The fixed effect model takes \(\eta_i\) to be the non-random quantity \(\mathbf{x}_i \mathbf{\beta}\). Adding an additional random component \(\epsilon_i \sim N(0,\sigma^2)\), i.e. \(\eta_i = \mathbf{x}_i \mathbf{\beta} + \epsilon_i\) also gives rise to an \(overdispersion\) model, although there is no closed form expression for the variance due to the non-linear relation between \(\eta_i\) and \(p_i\).
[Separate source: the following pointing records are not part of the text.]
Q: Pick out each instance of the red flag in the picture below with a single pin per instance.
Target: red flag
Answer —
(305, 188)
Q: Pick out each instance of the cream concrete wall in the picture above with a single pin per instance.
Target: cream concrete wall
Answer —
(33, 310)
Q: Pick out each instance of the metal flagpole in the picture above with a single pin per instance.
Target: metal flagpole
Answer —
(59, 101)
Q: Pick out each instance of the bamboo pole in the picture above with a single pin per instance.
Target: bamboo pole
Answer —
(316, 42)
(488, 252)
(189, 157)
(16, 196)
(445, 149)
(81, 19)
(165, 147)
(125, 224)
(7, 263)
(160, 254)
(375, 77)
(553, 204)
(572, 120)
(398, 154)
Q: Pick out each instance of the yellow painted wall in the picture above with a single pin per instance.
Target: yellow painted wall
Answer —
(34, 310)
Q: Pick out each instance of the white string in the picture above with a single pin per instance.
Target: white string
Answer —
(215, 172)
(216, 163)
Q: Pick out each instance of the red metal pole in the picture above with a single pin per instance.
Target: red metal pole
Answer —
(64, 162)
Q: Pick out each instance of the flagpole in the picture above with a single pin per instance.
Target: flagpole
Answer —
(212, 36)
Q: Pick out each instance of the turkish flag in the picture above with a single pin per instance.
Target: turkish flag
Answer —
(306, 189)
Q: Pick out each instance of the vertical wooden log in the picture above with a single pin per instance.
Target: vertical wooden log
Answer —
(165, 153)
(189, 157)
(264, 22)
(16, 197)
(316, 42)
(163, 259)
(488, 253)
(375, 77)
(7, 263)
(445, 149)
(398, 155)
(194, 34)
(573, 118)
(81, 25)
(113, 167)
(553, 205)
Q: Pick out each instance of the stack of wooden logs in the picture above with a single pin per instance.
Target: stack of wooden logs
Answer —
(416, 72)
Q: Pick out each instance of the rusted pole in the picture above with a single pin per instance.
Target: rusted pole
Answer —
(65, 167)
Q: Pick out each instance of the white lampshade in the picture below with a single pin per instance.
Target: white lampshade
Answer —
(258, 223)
Such models are implemented in the \(lme4\) package, as follows
troutegg$box <- with(troutegg, factor( paste(location,period,sep=":")))
mefit <- glmer(cbind(survive, total-survive) ~ location + period + (1 | box),
family=binomial, data=troutegg)
summary(mefit,correlation=FALSE)
## Generalized linear mixed model fit by maximum likelihood (Laplace
## Approximation) [glmerMod]
## Family: binomial ( logit )
## Formula: cbind(survive, total - survive) ~ location + period + (1 | box)
## Data: troutegg
##
## AIC BIC logLik deviance df.resid
## 148 157 -65 130 11
##
## Scaled residuals:
## Min 1Q Median 3Q Max
## -2.07855 -0.16858 0.01644 0.26816 1.31293
##
## Random effects:
## Groups Name Variance Std.Dev.
## box (Intercept) 0.2195 0.4685
## Number of obs: 20, groups: box, 20
##
## Fixed effects:
## Estimate Std. Error z value Pr(>|z|)
## (Intercept) 4.4483 0.4385 10.143 < 2e-16 ***
## location2 -0.2708 0.4366 -0.620 0.53505
## location3 -1.1040 0.4174 -2.645 0.00817 **
## location4 -0.7207 0.4368 -1.650 0.09896 .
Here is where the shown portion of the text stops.